Key words three-dimensional cyclic scaffolds - bioisosteres - radical multicomponent carboamination
- density functional theory - propellanes - bicyclopentanes
1
Introduction
Junichiro Kanazawa (Left) received his B.Sc. in 2011 and his M.Sc. in 2013 from the University of Tokyo
under the direction of Professor Masanobu Uchiyama. He has worked as a medicinal chemist
at Japan Tobacco Inc. since 2013 and has been a visiting researcher at RIKEN since
2015. He received his Ph.D. in 2018 from the University of Tokyo under the direction
of Professor Masanobu Uchiyama.
Masanobu Uchiyama (Right) received his B.Sc. from Tohoku University in 1993 and his M.Sc. from the
University of Tokyo in 1995. He was appointed as an assistant professor at Tohoku
University in 1995 and then received his Ph.D. from the University of Tokyo in 1998.

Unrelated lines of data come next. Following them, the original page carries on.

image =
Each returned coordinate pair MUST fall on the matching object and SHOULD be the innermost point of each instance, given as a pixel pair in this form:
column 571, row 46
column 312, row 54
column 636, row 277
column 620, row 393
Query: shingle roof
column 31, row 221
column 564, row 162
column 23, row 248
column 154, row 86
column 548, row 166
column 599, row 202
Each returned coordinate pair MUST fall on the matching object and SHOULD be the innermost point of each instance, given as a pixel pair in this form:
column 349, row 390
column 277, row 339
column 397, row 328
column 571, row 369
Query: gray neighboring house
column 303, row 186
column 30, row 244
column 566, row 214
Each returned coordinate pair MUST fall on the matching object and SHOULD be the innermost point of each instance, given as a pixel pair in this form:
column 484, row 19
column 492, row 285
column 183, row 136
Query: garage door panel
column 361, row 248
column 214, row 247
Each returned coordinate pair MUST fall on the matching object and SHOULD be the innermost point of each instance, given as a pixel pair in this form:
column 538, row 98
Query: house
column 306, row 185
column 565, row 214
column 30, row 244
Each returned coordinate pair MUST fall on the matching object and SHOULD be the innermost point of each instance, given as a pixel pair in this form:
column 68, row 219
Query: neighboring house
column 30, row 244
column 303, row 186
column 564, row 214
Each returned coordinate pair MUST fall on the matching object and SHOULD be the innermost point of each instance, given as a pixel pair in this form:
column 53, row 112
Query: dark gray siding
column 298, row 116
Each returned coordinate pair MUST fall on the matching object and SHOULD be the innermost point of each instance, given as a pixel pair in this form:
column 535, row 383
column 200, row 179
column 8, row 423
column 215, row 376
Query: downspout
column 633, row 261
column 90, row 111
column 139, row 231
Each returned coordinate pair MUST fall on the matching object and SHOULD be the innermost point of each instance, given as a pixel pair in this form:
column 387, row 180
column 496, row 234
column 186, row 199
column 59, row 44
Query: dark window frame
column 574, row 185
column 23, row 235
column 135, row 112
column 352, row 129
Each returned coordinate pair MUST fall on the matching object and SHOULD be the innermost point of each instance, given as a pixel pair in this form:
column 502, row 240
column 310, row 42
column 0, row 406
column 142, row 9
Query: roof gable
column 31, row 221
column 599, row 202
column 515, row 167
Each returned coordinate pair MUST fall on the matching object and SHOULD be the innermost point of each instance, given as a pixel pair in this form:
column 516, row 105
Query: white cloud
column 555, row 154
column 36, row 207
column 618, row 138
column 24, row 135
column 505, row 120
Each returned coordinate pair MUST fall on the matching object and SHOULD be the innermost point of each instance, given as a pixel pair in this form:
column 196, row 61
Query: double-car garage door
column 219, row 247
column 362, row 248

He moved to the Graduate School of Pharmaceutical Sciences, the University of Tokyo,
as an assistant professor in 2001, and was promoted to lecturer in 2003. He was appointed
as an associate chief scientist at RIKEN in 2006. He has been a professor at the University
of Tokyo since 2010 and chief scientist at RIKEN since 2013 (joint appointment).
A century after the synthesis of aspirin, the first artificial synthetic medicine,
an enormous range of pharmaceutical drugs is now available. Even today, many newly
approved drugs are small-molecule compounds that can be taken orally and can be produced
at low cost.[1 ] However, compared with biopharmaceuticals, small-molecule drugs carry higher risks
of toxicity due to their nonspecific interactions with off-target proteins. Because
unexpected toxicities are a major reason for discontinuations of drug development,[2 ] great efforts have been made to analyze structural factors associated with toxicity.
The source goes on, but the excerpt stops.